Problems

$N$ pairs of socks hang on a washing line in a random order (the order in which they were taken out of the washing machine). There are no two identical pairs. The socks hang under the drying sheet, so the Scattered Scientist takes out one toe by touch and compares each new sock with all of the previous ones. Find the mathematical expectation of the number of socks taken at the moment when the Scientist will have some pair.

The figure shows a payment order to pay an electricity bill to some power supply company for March 2013.
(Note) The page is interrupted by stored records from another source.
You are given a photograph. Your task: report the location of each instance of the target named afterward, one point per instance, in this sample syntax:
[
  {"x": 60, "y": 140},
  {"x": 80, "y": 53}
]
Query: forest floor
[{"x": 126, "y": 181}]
Every month, the client sends the company the testimony of a three-tariff meter installed her the apartment. From the indications for the current month, the corresponding indications for the previous month are subtracted, and the actual monthly expenditure is obtained for each of the three tariff zones (peak, night, inter-peak). Then the expense for each zone is multiplied by the price of one kilowatt-hour in this zone. Adding the received amounts, the client receives the total amount of payment for a month. In this example, the customer will pay £660.72.

The company maintains a record of electricity consumption and payment, using the data received from the customer. The problem is that the company sometimes confuses the six numbers obtained, rearranging them in an arbitrary order, however, it ensures that the current reading remains greater than the previous one. As a result, the calculation of the company may be flawed. If the company believes that the client must pay more than she has paid, the company requires additional payment.

Using the data from the receipt shown, find:

a) the maximum possible amount of surcharge for March 2013, which the company will require from the client;

b) the mathematical expectation of the difference between the amount that the company calculates and the amount paid by the client.

We throw a symmetrical coin $n$ times. Suppose that heads came up $m$ times. The number $m/n$ is called the frequency of the fall of heads. The number $m/n-0.5$ is called the frequency deviation from the probability, and the number $|m/n-0.5|$ is called the absolute deviation. Note that the deviation and the absolute deviation are random variables. For example, if a coin was thrown 5 times and heads came up two times, the deviation is equal to $2/5-0.5=-0.1$, and the absolute deviation is 0.1.

The experiment consists of two parts: first the coin is thrown 10 times, and then – 100 times. In which of these cases is the mathematical expectation of the absolute deviation of the frequency of getting heads is greater than the probability?

In the magical land of Anchuria there are only $K$ laws and $N$ ministers. The probability that a randomly chosen minister knows a randomly chosen law is $p$. One day, the ministers gathered for a meeting, to write the Constitution. If at least one minister knows the law, then this law will be taken into account in the Constitution, otherwise this law will not be taken into account in the Constitution. Find:

a) The probability that exactly $M$ laws will be taken into account into the Constitution.

b) The mathematical expectation of the number of registered laws.

The probability of the birth of twins in Cambria is $p$, and no triplets are born in Cambria.

a) Evaluate the probability that a random Cambrian that one meets on the street is one of a pair of twins?

b) There are three children in a random Cambrian family. What is the probability that among them there is a pair of twins?

c) In Cambrian schools, twins must be enrolled in the same class. In total, there are $N$ first-graders in Cambria.

What is the expectation of the number of pairs of twins among them?

There is a deck of playing cards on the table (for example, in a row). On top of each card we put a card from another deck. Some cards may have coincided. Find:

a) the mathematical expectation of the number of cards that coincide;

b) the variance of the number of cards that coincide.

If one person spends one minute waiting, we will say that one human-minute is spent aimlessly. In the queue at the bank, there are eight people, of which five plan to carry out simple operations, which take 1 minute, and the others plan to carry out long operations, taking 5 minutes. Find:

a) the smallest and largest possible total number of aimlessly spent human-minutes;

b) the mathematical expectation of the number of aimlessly spent human-minutes, provided that customers queue up in a random order.

There are 9 street lamps along the road. If one of them does not work but the two next to it are still working, then the road service team is not worried about it. But if two lamps in a row do not work then the road service team immediately changes all non-working lamps. Each lamp does not work independently of the others.

a) Find the probability that the next replacement will include changing 4 lights.

b) Find the mathematical expectation of the number of lamps that will have to be changed on the next replacement.

Harry thought of two positive numbers $x$ and $y$. He wrote down the numbers $x+y$, $x-y$, $xy$ and $x/y$ on a board and showed them to Sam, but did not say which number corresponded to which operation.

Prove that Sam can uniquely figure out $x$ and $y$.

At the power plant, rectangles that are 2 m long and 1 m wide are produced. The length of the objects is measured by the worker Howard, and the width, irrespective of Howard, is measured by the worker Rachel. The average error is zero for both, but Howard allows a standard measurement error (standard deviation of length) of 3 mm, and Rachel allows a standard error of 2 mm.

a) Find the mathematical expectation of the area of the resulting rectangle.

b) Find the standard deviation of the area of the resulting rectangle in centimetres squared.